Déjà des matériels très divers....

           Il n'existe pas de classification des systèmes de drone à l'heure actuelle, mais plusieurs catégories commencent à se dessiner, au fur et à mesure de sa fabrication et de son déploiement, suivant leurs capacités aériennes (hauteur d'altitude, endurance), leurs capacités d'emport (armes et munitions, système électronique de détection...) et de leurs tailles (drone tactiques, mini-drones, micro-drone d'aide au fantassin ou au petit groupe de combat). Il s'agit en tout cas d'un marché émergeant à forts enjeux politiques et industriels. Regroupant encore peu d'acteurs, l'univers des drones est nettement dominé par les industriels israéliens et américains (IAI, Albit, Aeronautics, General Atomics, Boeing, Northrop Grumman et Aerovironement).

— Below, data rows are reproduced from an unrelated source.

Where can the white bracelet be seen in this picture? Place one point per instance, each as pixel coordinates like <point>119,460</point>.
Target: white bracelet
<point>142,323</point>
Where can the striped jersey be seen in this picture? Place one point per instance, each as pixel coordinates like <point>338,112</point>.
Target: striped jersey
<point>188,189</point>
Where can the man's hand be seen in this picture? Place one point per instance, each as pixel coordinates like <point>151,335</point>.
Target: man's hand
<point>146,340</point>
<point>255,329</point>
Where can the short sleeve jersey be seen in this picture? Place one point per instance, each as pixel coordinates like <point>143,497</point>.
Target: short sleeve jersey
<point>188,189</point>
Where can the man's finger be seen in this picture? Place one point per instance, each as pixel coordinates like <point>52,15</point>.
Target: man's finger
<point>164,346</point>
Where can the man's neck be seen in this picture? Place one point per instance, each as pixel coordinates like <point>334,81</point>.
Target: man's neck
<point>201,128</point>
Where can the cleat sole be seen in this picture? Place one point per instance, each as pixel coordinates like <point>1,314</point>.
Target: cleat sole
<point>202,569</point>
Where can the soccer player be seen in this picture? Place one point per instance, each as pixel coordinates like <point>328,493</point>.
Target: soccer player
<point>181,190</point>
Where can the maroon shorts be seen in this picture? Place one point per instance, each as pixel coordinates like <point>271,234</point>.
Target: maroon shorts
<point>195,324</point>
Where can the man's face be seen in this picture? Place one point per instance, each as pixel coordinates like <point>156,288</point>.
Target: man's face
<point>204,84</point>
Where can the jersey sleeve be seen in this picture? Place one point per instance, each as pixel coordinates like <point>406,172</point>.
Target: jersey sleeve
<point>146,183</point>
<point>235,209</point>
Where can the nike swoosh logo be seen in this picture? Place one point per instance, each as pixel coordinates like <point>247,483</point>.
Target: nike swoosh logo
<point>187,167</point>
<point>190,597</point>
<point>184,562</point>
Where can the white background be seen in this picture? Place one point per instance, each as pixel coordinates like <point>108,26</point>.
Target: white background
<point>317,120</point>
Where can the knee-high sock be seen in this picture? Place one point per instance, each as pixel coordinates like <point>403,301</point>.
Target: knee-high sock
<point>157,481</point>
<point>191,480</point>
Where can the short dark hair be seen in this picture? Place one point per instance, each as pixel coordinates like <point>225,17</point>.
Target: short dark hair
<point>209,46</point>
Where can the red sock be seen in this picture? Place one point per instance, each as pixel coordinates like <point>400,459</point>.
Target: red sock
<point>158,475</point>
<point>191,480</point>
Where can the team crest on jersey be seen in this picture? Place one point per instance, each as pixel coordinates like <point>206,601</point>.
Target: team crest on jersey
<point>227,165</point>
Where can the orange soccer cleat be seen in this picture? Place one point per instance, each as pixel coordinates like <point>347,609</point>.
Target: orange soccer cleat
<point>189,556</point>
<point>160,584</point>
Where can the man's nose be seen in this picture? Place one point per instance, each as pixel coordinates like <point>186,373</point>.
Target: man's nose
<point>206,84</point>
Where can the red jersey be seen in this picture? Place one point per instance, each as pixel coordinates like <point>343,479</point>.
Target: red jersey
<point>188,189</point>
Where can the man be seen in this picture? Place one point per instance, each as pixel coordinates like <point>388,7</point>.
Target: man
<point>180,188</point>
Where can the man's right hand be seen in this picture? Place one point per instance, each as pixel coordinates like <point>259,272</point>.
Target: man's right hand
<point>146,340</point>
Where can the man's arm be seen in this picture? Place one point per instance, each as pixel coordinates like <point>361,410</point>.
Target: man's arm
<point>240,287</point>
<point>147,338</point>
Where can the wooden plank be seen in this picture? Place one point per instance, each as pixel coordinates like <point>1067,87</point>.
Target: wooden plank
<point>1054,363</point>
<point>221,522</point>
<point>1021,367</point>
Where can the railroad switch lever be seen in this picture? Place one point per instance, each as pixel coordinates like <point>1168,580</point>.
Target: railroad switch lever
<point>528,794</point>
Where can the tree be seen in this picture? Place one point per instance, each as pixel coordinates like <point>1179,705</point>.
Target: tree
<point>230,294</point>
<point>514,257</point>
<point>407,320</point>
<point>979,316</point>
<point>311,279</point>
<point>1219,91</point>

Leurs utilisations peuvent être de plus mixtes, civiles et militaires, et leur coût est compétitif, comparé à ceux des avions pilotés par des humains. On estime par exemple (état-major français des armées) que le coût d'un avion de combat varie entre 8 100 et 20 000 euros de l'heure de vol, celui d'un avion d'alerte avancé de 37 000 à 40 000 euros d'heure de vol, tandis que celui d'un drone, de 10 000 à 15 000 euros de l'heure de vol. Mais ces chiffres sont publiés avec toutes réserves dans un environnement industriel et militaire très évolutif. 

Leur mission peuvent être de surveillance (renseignement militaire), de combat (forte tendance du moment) ou/et de transport logistique (aéro-largage, héliportage, évacuation des blessés...). 

 

L'amorce d'une nouvelle course aux armements

          Les États-Unis possèdent aujourd'hui la flotte la plus importante et son armée est la seule à disposer de tous les types de drones et en grande quantité. Ils cherchent à constituer une flotte de drones capables d'assurer simultanément plus de 50 missions permanentes.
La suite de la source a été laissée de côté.